Cela dit, il reconnaît que les pratiques actuelles, illégales aux yeux de la CEDEAO, sont bien enracinées. De l’avis de M. Hamoui, le fait que les gagnants et les perdants potentiels soient si nombreux est un frein important au libre-échange en Afrique de l’Ouest. À titre d’exemple, l’ouverture des frontières rendra les entreprises professionnelles de camionnage plus efficaces et plus concurrentielles, ce qui privera un grand nombre de chauffeurs de l’économie informelle de leur emploi.

‘Tant que vous n’avez pas la volonté politique de faire en sorte que le système soit plus efficace et de donner aux laissés-pour-compte un rôle plus productif, il sera difficile d’instaurer ce système,’ dit-il. ‘Le système est statique car ceux qui le composent ne souhaitent pas bouger de leur zone de confort – sauf les consommateurs qui payent plus qu’ils ne le devraient. Les producteurs, les distributeurs et autres fournisseurs de services pratiquent des prix trop élevés.’

 

 

Prisonniers du piège du revenu intermédiaire

En Asie du Sud-Est, l’ANASE éprouve des difficultés en matière de mise en œuvre. La mondialisation et l’essor des économies chinoise et indienne ont signifié une énorme pression concurrentielle dans la région.

‘Si vous prenez l’huile de palme, le pétrole ou le thé, il s’agit de ressources naturelles pour lesquelles nous sommes concurrentiels,’ déclare OK Lee, Président de la filiale de la Fédération des fabricants de Malaisie (FMM) à Penang. ‘Mais lorsqu’il s’agit de produits manufacturés, chaque pays peut être un concurrent.’

D’une manière générale, le marché de la Malaisie est très ouvert, ses exportations avoisinant 200% du PIB. Depuis vingt ans, affirme Lee, elle promeut constamment l’investissement industriel et les obstacles à la constitution d’entreprises sont peu nombreux. Mais cette ouverture a un coût. La croissance rapide a tiré le chômage vers le bas, mais les salaires n’ont pas réellement augmenté et l’innovation dans le pays n’a pas progressé.

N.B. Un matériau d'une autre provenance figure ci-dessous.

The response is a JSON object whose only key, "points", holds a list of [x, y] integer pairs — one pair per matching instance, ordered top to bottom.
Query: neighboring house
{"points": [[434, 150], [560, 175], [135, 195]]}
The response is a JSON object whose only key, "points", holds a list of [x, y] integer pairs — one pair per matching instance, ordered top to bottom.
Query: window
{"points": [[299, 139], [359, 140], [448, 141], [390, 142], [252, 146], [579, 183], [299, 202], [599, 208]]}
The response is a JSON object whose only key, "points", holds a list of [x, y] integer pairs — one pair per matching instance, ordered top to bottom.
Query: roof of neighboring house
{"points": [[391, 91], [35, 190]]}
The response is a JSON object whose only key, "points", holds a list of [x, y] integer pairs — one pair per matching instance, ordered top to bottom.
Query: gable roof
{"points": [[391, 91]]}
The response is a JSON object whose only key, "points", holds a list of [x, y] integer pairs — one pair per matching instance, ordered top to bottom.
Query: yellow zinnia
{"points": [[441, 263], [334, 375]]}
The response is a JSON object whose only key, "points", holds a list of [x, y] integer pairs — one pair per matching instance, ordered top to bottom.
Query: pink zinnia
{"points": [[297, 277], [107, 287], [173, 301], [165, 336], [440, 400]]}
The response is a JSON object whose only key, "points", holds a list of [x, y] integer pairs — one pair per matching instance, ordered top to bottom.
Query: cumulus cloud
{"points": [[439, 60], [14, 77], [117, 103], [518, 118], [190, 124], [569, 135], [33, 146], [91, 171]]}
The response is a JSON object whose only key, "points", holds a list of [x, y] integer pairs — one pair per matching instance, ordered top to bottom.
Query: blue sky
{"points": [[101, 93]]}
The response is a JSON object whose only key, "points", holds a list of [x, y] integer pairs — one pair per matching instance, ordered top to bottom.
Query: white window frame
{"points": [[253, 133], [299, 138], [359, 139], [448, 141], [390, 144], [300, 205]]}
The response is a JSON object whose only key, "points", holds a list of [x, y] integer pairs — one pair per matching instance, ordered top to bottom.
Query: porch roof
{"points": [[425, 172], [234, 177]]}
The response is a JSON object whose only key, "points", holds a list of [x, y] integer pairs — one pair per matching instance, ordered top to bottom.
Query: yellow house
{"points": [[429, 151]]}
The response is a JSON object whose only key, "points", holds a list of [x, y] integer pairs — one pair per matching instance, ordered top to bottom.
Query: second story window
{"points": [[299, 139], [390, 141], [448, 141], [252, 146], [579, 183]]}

‘Actuellement, la Malaisie produit uniquement pour des tiers, selon le cahier des charges d’autres pays,’ affirme Lee. ‘Nous manquons de compétences en positionnement de marques et en commercialisation internationale – et nous ne disposons pas de notre propre technologie. Nous essayons de relever le salaire minimum, mais si vous agissez trop vite, les entreprises manufacturières perdent en compétitivité. Sortir de ce piège du revenu intermédiaire n’est donc pas chose facile.’

Ce cercle vicieux économique pousse trop souvent la main-d’œuvre qualifiée et les plus brillants à quitter la Malaisie pour d’autres pays offrant des emplois mieux rémunérés. ‘La fuite des cerveaux est pour nous un énorme problème, nos forces vives étant séduites par des pays tels que Singapour, la Chine, l’Australie et d’autres qui payent mieux,’ déclare Lee. ‘Nous attirons quantité de main-d’œuvre bon marché en provenance d’Indonésie et d’autres pays de l’ANASE, mais elle occupe des emplois peu rémunérés dans le secteur manufacturier. Le Gouvernement malaisien a donc constitué un ‘corps de talents’ pour essayer de ramener les talents Malaisiens dans le pays.’

Les obstacles au commerce sont partout, affirme Lee, citant les normes parmi les obstacles non tarifaires les plus courants à l’échelle mondiale. ‘Nous n’avons pas conclu d’accord de reconnaissance mutuelle (ARM) en matière de normes. À titre d’exemple, ces deux dernières années nous avons été durement touchés dans nos exportations de fruits de mer surgelés vers l’Europe car nous n’étions pas en mesure de satisfaire à toutes les exigences de l’UE. Mieux préparée que la Malaisie, la Thaïlande a profité de cette situation. La question se pose donc de savoir si les normes internationales sont à 100% justes et équitables.’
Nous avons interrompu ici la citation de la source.